Between 1980 and 1992, almost three-quarters of the remaining summer cottages built during Bar Harbor’s summer-resort era were either destroyed or moved [1], and the cottage Redwood is one of the few that has survived into the twenty-first century [2]. Entered onto the National Register of Historic Places on April 3, 1978, Redwood’s significance is its shingle style architecture and its link to Bar Harbor’s social history [3].

Shingle style is a “uniquely American” style of architecture which is characterized by a shingle covered exterior; and while it never became mass-produced, it was very popular in New England seaside resorts from the 1880s through the 1900s [4]. William Ralph Emerson was Redwood’s architect and is most often attributed with the innovation and early use of shingle style [5]. Redwood has become the standard example of shingle style architecture on Mount Desert Island [6] and thought to be the oldest shingle style structure in the country [7].
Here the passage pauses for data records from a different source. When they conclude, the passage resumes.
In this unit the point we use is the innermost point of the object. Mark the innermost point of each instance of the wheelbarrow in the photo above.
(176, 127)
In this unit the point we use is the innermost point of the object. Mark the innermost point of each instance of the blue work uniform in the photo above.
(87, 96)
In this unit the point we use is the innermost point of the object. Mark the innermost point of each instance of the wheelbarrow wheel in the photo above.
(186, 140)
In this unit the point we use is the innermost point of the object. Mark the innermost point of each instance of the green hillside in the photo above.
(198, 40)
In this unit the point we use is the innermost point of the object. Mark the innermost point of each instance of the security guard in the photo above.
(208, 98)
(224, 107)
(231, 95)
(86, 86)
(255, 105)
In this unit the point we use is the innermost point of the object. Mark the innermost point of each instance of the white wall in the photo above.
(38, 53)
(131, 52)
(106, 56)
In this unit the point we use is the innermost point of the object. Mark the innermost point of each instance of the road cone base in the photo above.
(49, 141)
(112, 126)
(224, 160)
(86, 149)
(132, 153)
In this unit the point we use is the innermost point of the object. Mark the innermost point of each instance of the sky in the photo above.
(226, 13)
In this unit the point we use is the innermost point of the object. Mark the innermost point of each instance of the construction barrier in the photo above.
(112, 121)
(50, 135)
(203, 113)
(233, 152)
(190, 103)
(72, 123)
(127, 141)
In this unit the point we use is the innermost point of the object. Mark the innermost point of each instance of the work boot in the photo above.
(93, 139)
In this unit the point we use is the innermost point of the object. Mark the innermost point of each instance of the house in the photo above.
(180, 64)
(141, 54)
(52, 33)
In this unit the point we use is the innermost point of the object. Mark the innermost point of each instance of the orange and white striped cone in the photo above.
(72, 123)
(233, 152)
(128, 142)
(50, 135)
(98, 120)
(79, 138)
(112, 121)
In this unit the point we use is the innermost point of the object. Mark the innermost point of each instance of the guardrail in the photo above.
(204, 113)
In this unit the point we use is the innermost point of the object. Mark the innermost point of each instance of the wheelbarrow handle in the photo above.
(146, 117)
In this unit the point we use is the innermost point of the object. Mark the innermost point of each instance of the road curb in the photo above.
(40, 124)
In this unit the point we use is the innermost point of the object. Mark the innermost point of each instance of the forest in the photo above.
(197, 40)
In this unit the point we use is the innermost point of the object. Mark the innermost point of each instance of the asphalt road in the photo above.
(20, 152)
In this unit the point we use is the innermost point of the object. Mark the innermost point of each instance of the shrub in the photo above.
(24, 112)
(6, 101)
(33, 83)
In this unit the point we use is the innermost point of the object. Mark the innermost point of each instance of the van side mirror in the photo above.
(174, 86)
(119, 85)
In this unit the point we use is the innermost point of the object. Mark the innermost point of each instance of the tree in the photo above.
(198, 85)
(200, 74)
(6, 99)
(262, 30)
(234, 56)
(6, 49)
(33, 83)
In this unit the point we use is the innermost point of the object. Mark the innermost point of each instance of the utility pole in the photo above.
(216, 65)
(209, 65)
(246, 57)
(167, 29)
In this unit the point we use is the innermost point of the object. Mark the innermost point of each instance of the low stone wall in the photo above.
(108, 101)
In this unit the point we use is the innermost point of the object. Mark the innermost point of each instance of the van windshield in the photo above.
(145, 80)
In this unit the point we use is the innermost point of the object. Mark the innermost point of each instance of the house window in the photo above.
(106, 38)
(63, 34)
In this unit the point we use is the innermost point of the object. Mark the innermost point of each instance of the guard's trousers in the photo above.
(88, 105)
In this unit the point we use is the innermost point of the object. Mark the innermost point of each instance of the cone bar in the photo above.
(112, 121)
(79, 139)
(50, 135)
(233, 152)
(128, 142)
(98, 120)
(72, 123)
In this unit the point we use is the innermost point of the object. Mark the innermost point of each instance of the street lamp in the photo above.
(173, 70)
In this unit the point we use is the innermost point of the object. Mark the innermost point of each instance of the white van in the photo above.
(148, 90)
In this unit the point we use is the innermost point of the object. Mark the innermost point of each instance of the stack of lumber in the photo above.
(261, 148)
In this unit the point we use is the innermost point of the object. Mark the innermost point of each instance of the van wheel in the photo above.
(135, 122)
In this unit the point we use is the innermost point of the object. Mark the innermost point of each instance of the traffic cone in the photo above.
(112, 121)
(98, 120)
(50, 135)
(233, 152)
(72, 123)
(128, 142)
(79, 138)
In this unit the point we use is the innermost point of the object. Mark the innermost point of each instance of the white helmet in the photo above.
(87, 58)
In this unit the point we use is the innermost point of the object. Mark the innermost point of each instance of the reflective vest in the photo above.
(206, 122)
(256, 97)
As for its link to the area’s social history, Redwood’s construction marks a time in which the summer visitor population in Bar Harbor began a transition from boarding in the homes of locals to building grand hotels and family cottages [8]. Built in 1879, Redwood is considered a prime example of the famous summer cottage; and, today it is one of the few remaining cottages to continue to be privately owned, rather than converted for business or public use [9].

By Marisa Higgins

 

[1] National Register of Historic Places. Harbor Lane – Eden Street Historic District, Bar Harbor, Maine. National Register #09000550.
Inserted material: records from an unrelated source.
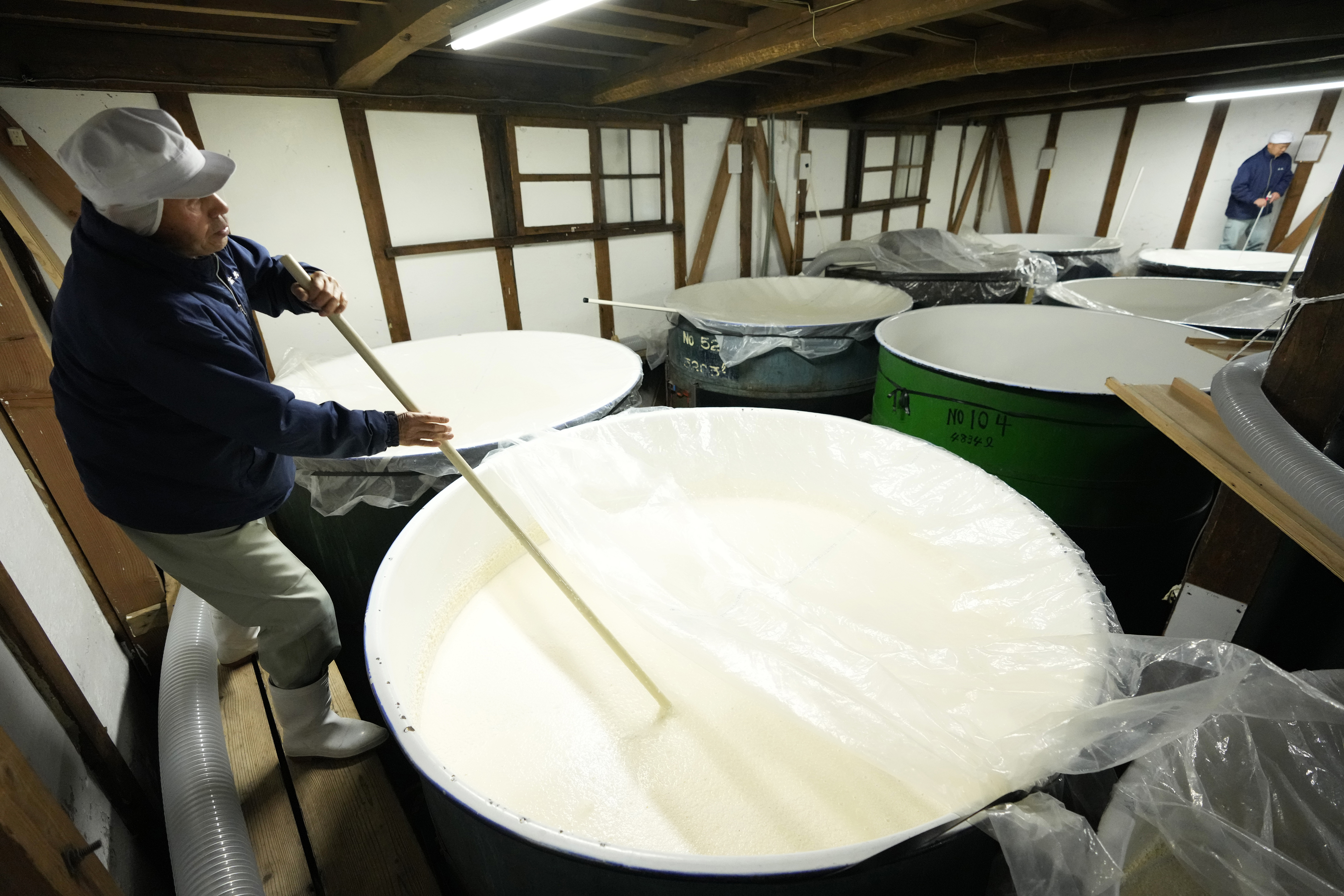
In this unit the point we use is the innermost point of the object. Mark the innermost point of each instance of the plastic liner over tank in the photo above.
(1217, 264)
(1076, 257)
(937, 268)
(1022, 393)
(1232, 308)
(798, 343)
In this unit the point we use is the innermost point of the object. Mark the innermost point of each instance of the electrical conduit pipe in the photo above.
(1296, 465)
(208, 837)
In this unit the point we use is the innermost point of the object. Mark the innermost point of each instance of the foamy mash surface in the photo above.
(525, 704)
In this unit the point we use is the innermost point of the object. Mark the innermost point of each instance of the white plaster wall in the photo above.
(50, 117)
(295, 193)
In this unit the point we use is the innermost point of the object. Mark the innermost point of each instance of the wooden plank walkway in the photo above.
(335, 820)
[2] Register #09000550; National Register of Historic Places. Redwood, Bar Harbor, Maine. National Register #78000166.

[3] Register #78000166.

[4] “Architectural Style Guide.” Historic New England.  accessed September 29, 2015. http://www.historicnewengland.org/preservation/your-older-or-historic-home/architectural-style-guide.

[5] Register #78000166; Roths, Jaylene B. “Fred Savage, The Cottage Builder.” The History Journal of the Mount Desert Island Historical Society II (1999): 38-53. http://mdihistory.org/wp-content/uploads/1999-Fred-Savage_ocr.pdf; Trotter, Bill. “Fortunes may come and go but MDI mansions persevere.” Bangor Daily News. September 2, 2013. http://bangordailynews.com/slideshow/fortunes-may-come-and-go-but-mdi-mansions-persevere/.

[6] Roths 1999.

[7] Trotter 2013.

[8] Register #78000166.

[9] Register #78000166; Trotter 2013.